Jeff Bezos revient les lignes de son retrait en reprenant les rênes de Project Prometheus, une entreprise visant à intégrer l’intelligence artificielle dans l’ingénierie et la fabrication. Son objectif ? Transférer l’IA du numérique au physique, en permettant aux machines de comprendre et d’interagir avec le monde réel de manière autonome.
Jeff Bezos prend le poste de co-CEO de Project Prometheus, une entreprise qui vise à appliquer l’intelligence artificielle à l’ingénierie et à la fabrication industrielle

Jeff Bezos a décidé de quitter la retraite. Le fondateur d’Amazon reprends ses fonctions pour diriger Project Prometheus, une nouvelle entreprise visant un objectif bien différent de la vente en ligne. Sa mission est de transférer l’intelligence artificielle hors des écrans pour l’amener dans le monde réel, en enseignant aux algorithmes comment fonctionnent les usines, l’ingénierie et la construction de machines lourdes.
Cette annonce provient de New Atlas et, heureusement, il ne s’agit pas d’un modèle de langage supplémentaire. Alors que Silicon Valley s’active autour de chatbots, Bezos a recruté un physicien, Vik Bajaj, pour l’accompagner dans cette entreprise. L’objectif n’est pas de créer un autre ChatGPT, mais de développer un cerveau numérique permettant aux machines de manipuler des objets physiques et de résoudre des problèmes d’ingénierie sans assistance humaine.

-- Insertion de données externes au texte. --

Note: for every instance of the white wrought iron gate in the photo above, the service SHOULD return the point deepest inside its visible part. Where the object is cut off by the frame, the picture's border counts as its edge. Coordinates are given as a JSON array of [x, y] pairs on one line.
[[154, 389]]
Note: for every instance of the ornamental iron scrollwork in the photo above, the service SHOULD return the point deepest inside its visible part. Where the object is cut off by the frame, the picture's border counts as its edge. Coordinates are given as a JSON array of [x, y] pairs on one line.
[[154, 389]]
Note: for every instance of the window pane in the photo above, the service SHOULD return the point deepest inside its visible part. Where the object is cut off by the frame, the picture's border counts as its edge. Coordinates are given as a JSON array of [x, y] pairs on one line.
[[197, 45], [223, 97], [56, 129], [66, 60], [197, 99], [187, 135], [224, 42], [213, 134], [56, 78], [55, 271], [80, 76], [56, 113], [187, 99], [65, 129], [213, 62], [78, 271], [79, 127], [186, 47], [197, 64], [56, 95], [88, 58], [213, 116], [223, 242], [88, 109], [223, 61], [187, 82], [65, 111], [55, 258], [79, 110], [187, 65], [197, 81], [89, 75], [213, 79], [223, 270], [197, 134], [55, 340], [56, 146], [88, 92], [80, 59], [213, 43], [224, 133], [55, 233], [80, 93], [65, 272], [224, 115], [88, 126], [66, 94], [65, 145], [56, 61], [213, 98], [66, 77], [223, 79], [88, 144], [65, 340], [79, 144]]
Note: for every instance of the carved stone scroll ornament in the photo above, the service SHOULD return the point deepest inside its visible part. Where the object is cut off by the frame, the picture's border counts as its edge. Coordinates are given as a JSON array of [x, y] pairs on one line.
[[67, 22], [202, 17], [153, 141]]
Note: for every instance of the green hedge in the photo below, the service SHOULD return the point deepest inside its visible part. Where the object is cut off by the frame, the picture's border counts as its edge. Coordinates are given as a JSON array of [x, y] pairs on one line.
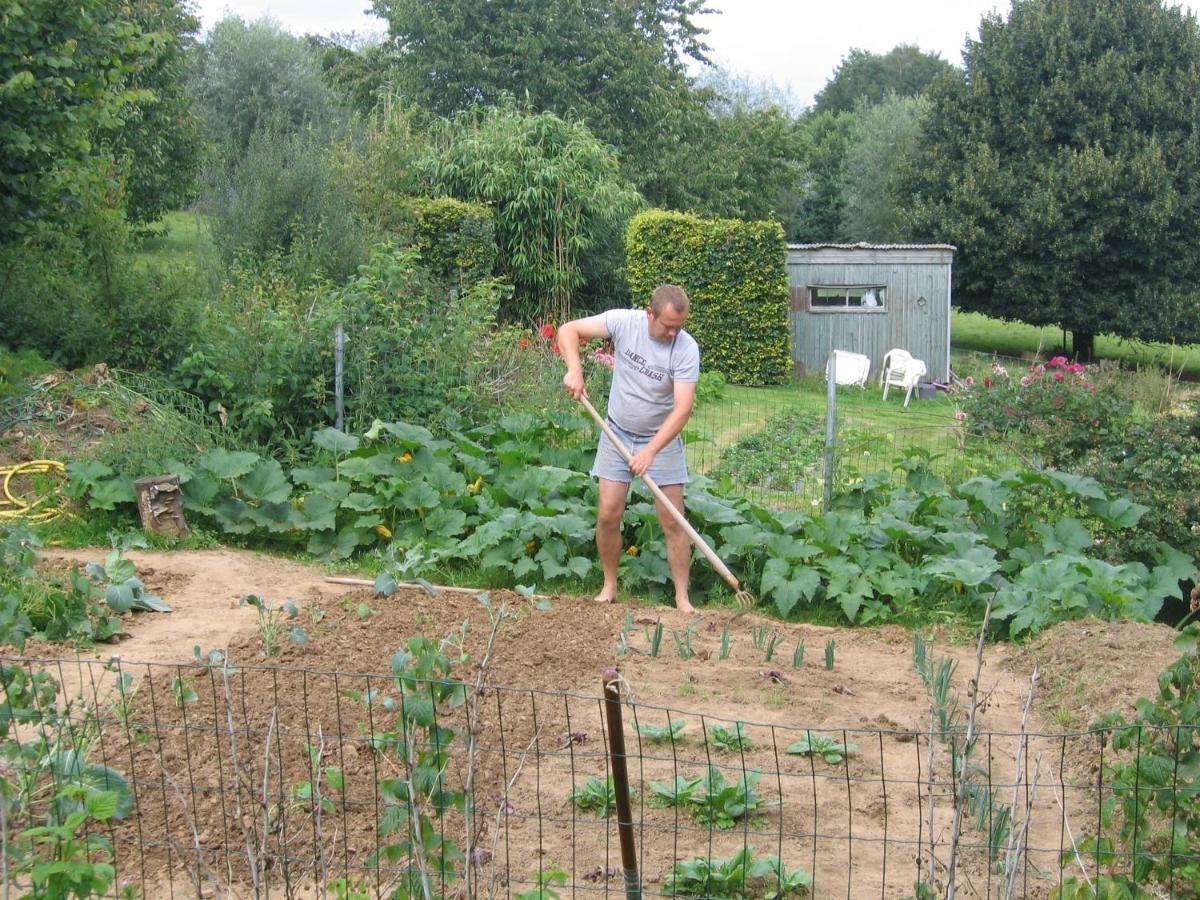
[[735, 274], [456, 240]]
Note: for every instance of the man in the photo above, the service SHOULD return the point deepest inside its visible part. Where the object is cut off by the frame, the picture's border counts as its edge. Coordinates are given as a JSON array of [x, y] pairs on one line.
[[653, 390]]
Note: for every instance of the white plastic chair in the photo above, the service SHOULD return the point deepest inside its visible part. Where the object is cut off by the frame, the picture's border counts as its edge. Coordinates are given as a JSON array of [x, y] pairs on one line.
[[901, 370], [850, 367]]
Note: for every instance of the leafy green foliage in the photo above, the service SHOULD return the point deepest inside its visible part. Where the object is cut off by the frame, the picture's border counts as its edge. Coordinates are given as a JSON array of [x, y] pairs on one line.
[[81, 607], [277, 197], [828, 749], [273, 621], [159, 142], [671, 732], [57, 802], [881, 137], [557, 195], [619, 67], [733, 274], [865, 78], [1152, 803], [732, 741], [1066, 168], [255, 76], [681, 792], [65, 75], [726, 802], [413, 831], [1057, 409], [456, 240], [780, 456], [507, 499], [738, 876], [821, 208], [597, 796], [545, 880]]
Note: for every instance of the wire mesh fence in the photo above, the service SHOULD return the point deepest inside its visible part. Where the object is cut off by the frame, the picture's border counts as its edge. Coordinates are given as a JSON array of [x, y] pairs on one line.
[[246, 780]]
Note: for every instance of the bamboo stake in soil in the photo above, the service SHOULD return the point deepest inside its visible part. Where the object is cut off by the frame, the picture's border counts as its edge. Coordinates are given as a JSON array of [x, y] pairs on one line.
[[621, 784]]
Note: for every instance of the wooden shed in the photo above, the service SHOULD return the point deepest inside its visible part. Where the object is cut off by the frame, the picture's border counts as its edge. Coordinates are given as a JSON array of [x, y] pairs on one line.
[[870, 298]]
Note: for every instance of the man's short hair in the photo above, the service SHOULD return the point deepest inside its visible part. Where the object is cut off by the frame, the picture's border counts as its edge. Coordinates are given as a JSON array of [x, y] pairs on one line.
[[669, 295]]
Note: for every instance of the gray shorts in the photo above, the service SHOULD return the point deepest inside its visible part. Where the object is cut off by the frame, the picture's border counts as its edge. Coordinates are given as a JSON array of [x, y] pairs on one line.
[[670, 466]]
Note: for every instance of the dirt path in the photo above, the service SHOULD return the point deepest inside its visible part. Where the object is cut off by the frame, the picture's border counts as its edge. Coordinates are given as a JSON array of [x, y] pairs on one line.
[[204, 589], [857, 826]]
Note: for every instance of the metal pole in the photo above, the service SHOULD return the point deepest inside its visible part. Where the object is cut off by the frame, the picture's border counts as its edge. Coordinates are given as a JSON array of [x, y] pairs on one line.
[[831, 424], [339, 360], [621, 784]]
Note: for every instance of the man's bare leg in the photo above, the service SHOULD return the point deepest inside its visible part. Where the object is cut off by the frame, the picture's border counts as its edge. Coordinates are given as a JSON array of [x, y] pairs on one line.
[[609, 514], [678, 546]]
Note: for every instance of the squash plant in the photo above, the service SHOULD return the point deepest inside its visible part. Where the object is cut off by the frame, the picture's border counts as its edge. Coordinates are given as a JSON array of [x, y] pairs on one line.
[[513, 502]]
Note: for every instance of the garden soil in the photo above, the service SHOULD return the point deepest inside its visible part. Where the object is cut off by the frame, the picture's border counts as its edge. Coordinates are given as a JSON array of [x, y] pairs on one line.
[[220, 779]]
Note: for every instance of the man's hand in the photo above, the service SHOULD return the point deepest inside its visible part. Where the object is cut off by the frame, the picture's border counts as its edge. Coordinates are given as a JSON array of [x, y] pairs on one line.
[[574, 384], [642, 460]]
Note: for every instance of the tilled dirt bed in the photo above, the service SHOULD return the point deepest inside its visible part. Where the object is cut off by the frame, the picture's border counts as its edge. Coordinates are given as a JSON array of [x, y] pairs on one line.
[[259, 774]]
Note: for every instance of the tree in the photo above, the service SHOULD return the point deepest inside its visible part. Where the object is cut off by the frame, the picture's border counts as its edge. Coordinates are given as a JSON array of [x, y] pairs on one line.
[[360, 70], [160, 138], [65, 76], [252, 76], [556, 190], [863, 76], [1065, 165], [745, 161], [819, 213], [880, 138], [617, 65]]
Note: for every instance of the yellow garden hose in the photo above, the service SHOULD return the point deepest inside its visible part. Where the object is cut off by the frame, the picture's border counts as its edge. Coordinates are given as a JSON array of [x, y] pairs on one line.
[[12, 507]]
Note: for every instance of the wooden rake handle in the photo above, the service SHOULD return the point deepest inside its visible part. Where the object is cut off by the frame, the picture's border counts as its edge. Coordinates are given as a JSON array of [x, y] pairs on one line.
[[709, 555]]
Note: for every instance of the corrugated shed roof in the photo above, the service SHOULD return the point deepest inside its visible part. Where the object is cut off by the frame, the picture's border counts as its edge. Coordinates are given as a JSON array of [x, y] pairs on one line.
[[863, 245]]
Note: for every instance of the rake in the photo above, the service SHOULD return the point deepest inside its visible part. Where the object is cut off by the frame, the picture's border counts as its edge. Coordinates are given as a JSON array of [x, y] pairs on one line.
[[745, 600]]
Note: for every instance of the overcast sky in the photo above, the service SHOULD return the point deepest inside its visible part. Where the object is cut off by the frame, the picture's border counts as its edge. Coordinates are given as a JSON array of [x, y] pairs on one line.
[[793, 43]]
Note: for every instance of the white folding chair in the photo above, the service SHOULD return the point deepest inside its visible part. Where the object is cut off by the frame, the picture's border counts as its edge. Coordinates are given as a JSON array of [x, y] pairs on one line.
[[901, 370]]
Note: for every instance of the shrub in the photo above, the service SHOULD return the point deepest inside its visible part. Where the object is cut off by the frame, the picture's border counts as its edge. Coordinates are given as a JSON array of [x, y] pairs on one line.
[[79, 298], [733, 274], [277, 198], [1056, 408], [456, 240]]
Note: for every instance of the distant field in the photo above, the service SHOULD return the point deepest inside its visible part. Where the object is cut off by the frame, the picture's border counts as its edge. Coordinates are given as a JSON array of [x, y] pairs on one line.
[[184, 235], [975, 331]]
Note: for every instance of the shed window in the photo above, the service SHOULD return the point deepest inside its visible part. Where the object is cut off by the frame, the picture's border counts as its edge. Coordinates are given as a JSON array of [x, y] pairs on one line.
[[847, 298]]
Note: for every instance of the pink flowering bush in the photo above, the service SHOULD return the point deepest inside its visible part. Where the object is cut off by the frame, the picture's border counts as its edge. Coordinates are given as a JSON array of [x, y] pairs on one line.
[[1057, 408]]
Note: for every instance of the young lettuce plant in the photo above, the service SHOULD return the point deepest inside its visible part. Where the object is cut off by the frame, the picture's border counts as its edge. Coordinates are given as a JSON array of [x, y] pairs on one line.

De la discussion aux tâches pratiques : l’IA physique

Le défi s’étend à l’économie physique. Jusqu’à maintenant, l’IA a excellé dans le traitement des données, mais peine à interagir avec le monde tangible. Enseigner à un ordinateur à écrire du code est relativement simple ; lui apprendre à comprendre la gravité, la friction ou la résistance des matériaux pour assembler un moteur est un véritable casse-tête technique. Pour surmonter cela, ils ont engagé des ingénieurs de la concurrence, recentrant leurs compétences du logiciel vers la robotique industrielle.
Tout cela se déroule à un moment où l’industrie réclame des cerveaux pour ses nouveaux systèmes. Des entreprises comme Figure mettent déjà en place des robots pour les usines de BMW, prouvant que la main-d’œuvre humanoïde peut devenir viable si le logiciel est à la hauteur. Bezos ne souhaite pas fabriquer le robot lui-même, mais plutôt transmettre les instructions nécessaires pour assembler ou souder avec précision.
L’urgence est palpable, car la concurrence mondiale ne ralentit pas. Des pays comme la Chine intensifient la production de robots humanoïdes pour maintenir leur position industrielle, et la réponse de Bezos est axée sur la supériorité du logiciel. S’ils parviennent à faire en sorte qu’une IA « comprenne » comment fabriquer des objets, ils pourraient optimiser des processus actuellement dépendants de la.main-d’œuvre humaine ou d’une programmation rigide.
Bien que l’entreprise garde le secret sur ses premiers produits, il est difficile de ne pas établir de lien avec une autre passion de Bezos : l’espace. Pour coloniser la Lune, il serait illusoire d’envoyer des milliers de travailleurs ; il serait nécessaire de disposer de systèmes de fabrication autonomes capables de construire des habitats et de réparer des vaisseaux par eux-mêmes. Bezos est de retour aux affaires, mais cette fois-ci pour s’assurer que les machines apprennent à créer le futur physique dont il rêve.
La combinaison de machines intelligentes et d’une ambition sans limites évoque un tableau qui rappelle inévitablement les dystopies de la science-fiction. Alors que la technologie évolue plus rapidement que les lois, des questions se posent sur la possibilité que de grands magnats échangent l’avenir collectif pour quelques millions de plus dans leurs comptes bancaires.